The annual return/report filed with the IRS and DOL. Tells the government what’s going on in the plan each year.

5
Valuation Date

The date when plan assets and liabilities are measured. Critical for DB and CB plans.

6
Fiduciary (3 Types)

3(16): Handles plan operations. Can reduce employer liability.

3(21): Offers investment advice. Shares fiduciary duty with employer.

3(38): Manages plan investments. Takes full investment responsibility.

Fiduciaries must act in the best interest of participants. No exceptions.

Distributions & Defaults

Loans

Participants can borrow from their own account and repay themselves with interest. Sounds great—until someone misses a payment and it becomes taxable.

Distributions

Withdrawals from the plan, typically allowed at retirement, termination, disability, or death. Taxable unless qualified (like Roth).

Force-Out (Cash-Out) Distributions

Small balances (under $5,000) can be distributed or rolled into an IRA if the participant ghosts after leaving the company.

Required Minimum Distributions (RMDs)

Participants must begin taking distributions at age 73 (or 75, depending on birth year). Uncle Sam wants his tax revenue.

Auto Enrollment

Automatically enrolls eligible employees unless they opt out. Boosts participation—and may satisfy certain Safe Harbor requirements.

Qualified Default Investment Alternative (QDIA)

The default investment option for employees who don’t choose one. Must be “prudent” to protect the plan fiduciaries.

Cash Balance (CB) Plans

A type of DB plan that feels like a 401(k): participants see a hypothetical account, but the plan has traditional pension obligations under the hood.

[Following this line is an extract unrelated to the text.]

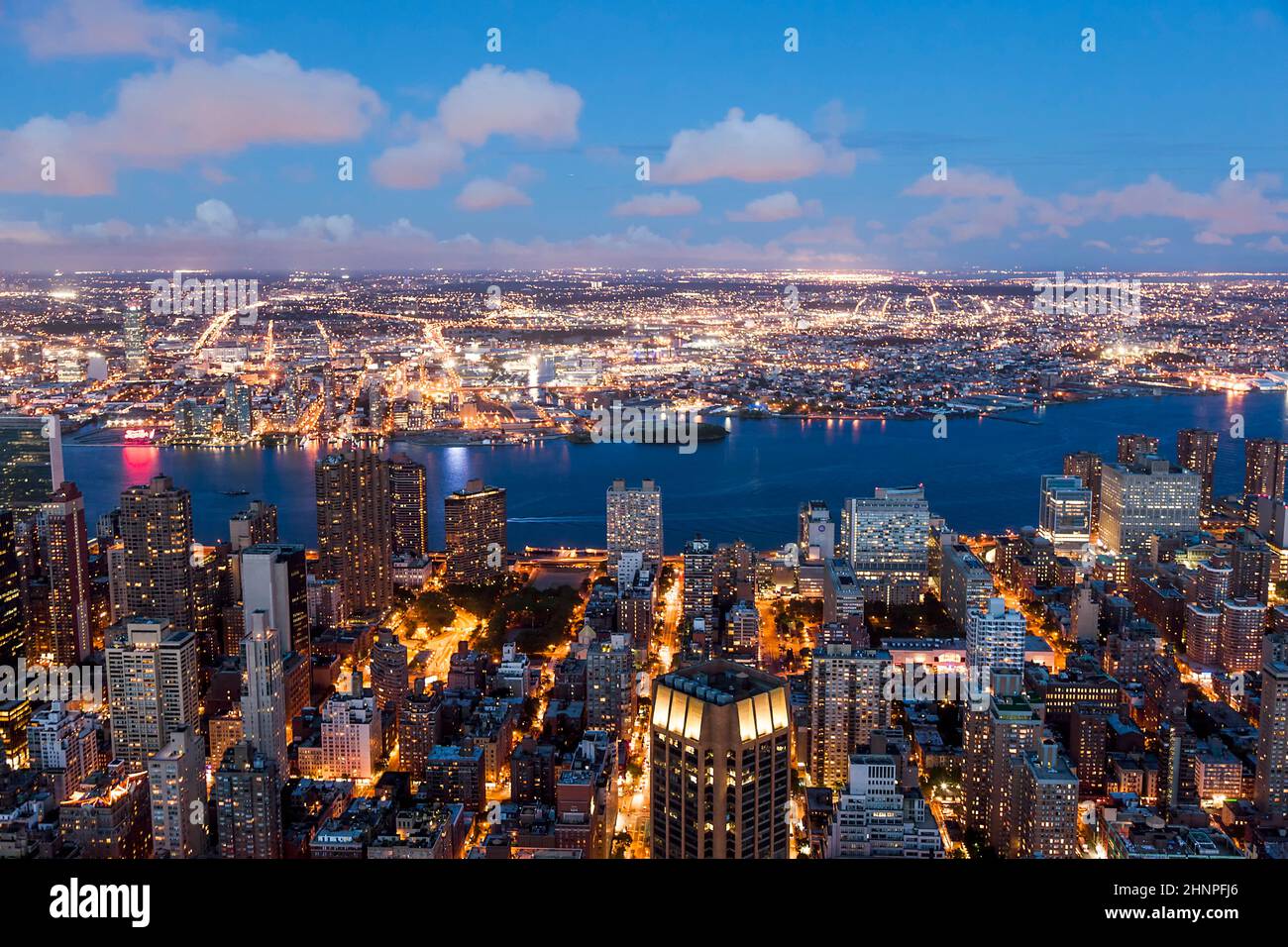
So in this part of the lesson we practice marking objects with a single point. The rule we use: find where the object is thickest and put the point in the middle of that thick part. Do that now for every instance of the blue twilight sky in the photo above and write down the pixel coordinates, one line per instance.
(822, 158)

Defined Benefit (DB) Plans

Old-school pensions. Provide a specific benefit at retirement based on salary and service. Great for long-term savings—if you can stomach the complexity.

Accrued Benefit

The amount of benefit a participant has earned so far in a DB plan. Think of it as a pension balance, not always visible to the employee.

Actuarial Assumptions

The interest rates, mortality tables, and other data used to calculate benefits and contributions in DB and CB plans.

Funding Target

The present value of future DB plan benefits. Used to determine how much the employer needs to contribute.

LTPT (Long-Term Part-Time)

Employees working 500+ hours for 2–3 consecutive years must be allowed to defer—even if they’re still part-time. Thanks, SECURE 1.0 & 2.0.

Plan Leakage

Assets leaving the plan early via loans, withdrawals, or cash-outs. It erodes participant outcomes and hurts long-term savings goals.

Retirement Readiness

A measure of whether a participant is on track to retire with sufficient income. The end goal of all these moving parts.

Participant Outcomes

The real metric of plan success: are employees actually able to retire comfortably? Not just compliance—results matter.

Financial Wellness

Programs that help employees improve budgeting, debt, and savings behaviors. A growing trend to support better outcomes and reduce plan leakage.